Married to a bull market: gold just keeps on climbing
THEY say the beauty of gold is that it loves bad news. And reliably, the gold price has responded by going through the roof, smashing through record highs practically every week. A decade ago the price of an ounce of gold could buy you a flight to Istanbul; today it could land you in Sydney. An ounce goes much further these days.
But one doesn’t have to go far before stumbling across the gold bears. They were briefly triumphant yesterday after Osama bin Laden’s death was announced, with the price falling – but it then rebounded, as we explain on page 2. Willem Buiter, chief economist of Citigroup, has called gold the subject of “the longest-lasting bubble in human history,” insisting he would not put a penny into anything that holds no intrinsic value – he argues that its positive value is based purely on a set of self-confirming beliefs.
London’s trading folk are less ideological. IG Index’s David Jones says: “It doesn’t look like the gold rally is going to end any time soon. It would take a move back through at least $1,300.” Kathleen Brooks of Forex.com says that traders have the green light to buy for as long as Ben Bernanke’s hands aren’t on the monetary taps. Contracts for difference traders might want to go long.

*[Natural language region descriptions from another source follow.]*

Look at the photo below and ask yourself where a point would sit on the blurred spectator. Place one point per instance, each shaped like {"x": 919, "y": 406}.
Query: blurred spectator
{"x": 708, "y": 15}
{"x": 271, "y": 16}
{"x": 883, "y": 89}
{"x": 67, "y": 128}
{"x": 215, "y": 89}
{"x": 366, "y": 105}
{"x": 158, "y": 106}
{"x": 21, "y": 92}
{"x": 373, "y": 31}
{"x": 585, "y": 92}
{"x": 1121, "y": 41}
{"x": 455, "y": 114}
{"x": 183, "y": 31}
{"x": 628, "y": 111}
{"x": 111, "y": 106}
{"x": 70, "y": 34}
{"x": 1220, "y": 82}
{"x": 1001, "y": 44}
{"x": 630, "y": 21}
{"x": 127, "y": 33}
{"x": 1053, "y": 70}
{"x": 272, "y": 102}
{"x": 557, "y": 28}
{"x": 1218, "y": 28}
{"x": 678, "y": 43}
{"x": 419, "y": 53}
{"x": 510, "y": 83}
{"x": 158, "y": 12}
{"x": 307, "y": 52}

There are a couple of high gold price facts, however, that could leave you a little less comfortable. Bears might be unsettled by the idea that history isn’t on their side. When adjusted for inflation, the gold price still hasn’t reached its 1980s peak. The bulls, however, might not want to know that the Indian penchant for the metal is waning. The demand for gold as an investment overtook that of jewellery a couple of years back: purchases of gold for jewellery dropped to 2,193 tonnes in 2008 and then to 1,758 tonnes in 2009. Not to mention that the high price has increasing numbers of middle class Indians dashing to the local equivalent of Cash Converters.

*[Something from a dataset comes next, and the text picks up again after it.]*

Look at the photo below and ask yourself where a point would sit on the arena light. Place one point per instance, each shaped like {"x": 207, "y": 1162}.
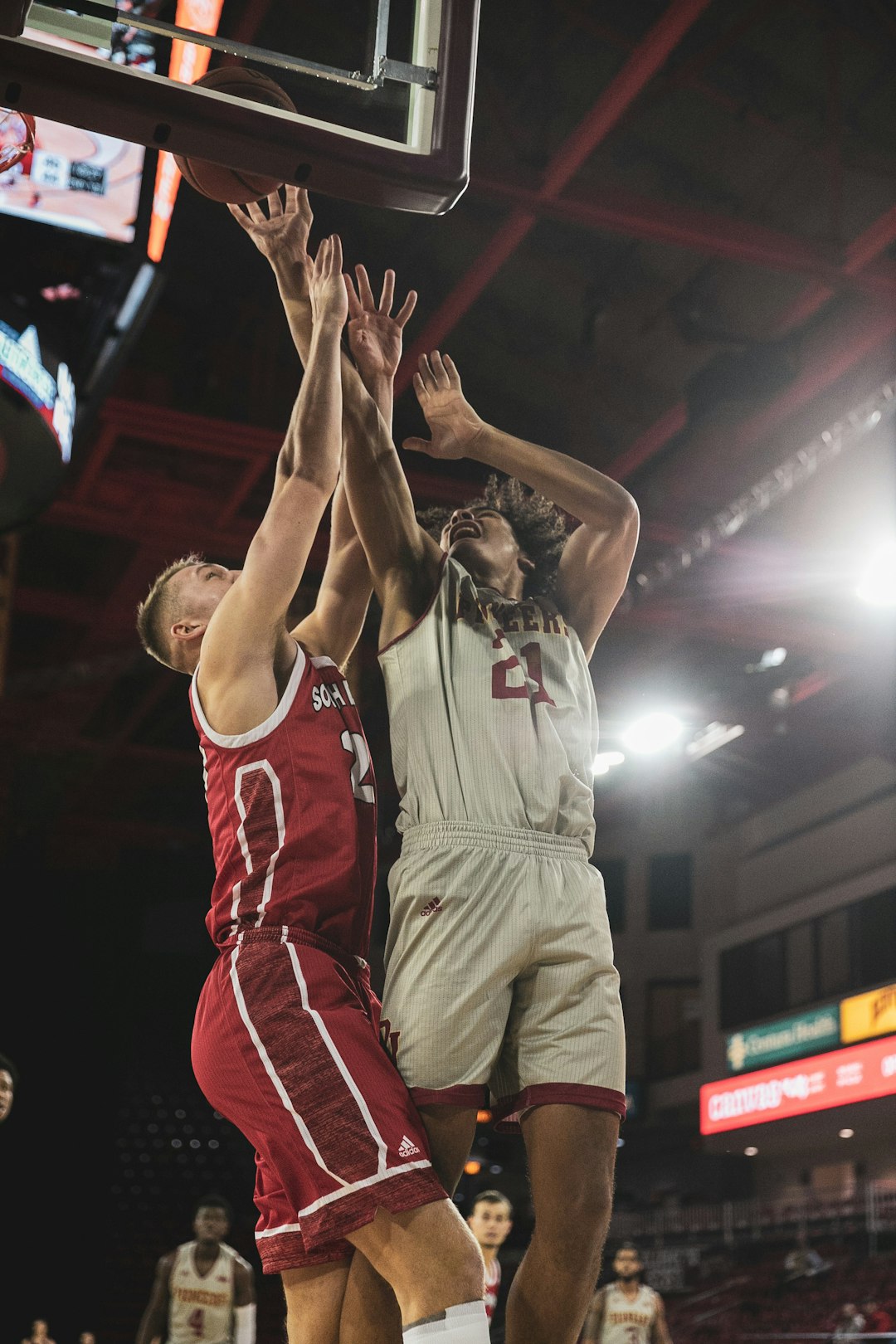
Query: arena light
{"x": 653, "y": 733}
{"x": 711, "y": 738}
{"x": 878, "y": 585}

Murmurs of further Eurozone and Middle East unrest could also boost the gold price, beefing up the credibility of the bad news, good gold price meme. A friend has taken the concept to heart: after an unsuccessful proposal, he is left with a ring. He laughs that on the upside at least the ring has increased in value. Perhaps if he gives it a few more months he can cash it in for a flight to Auckland.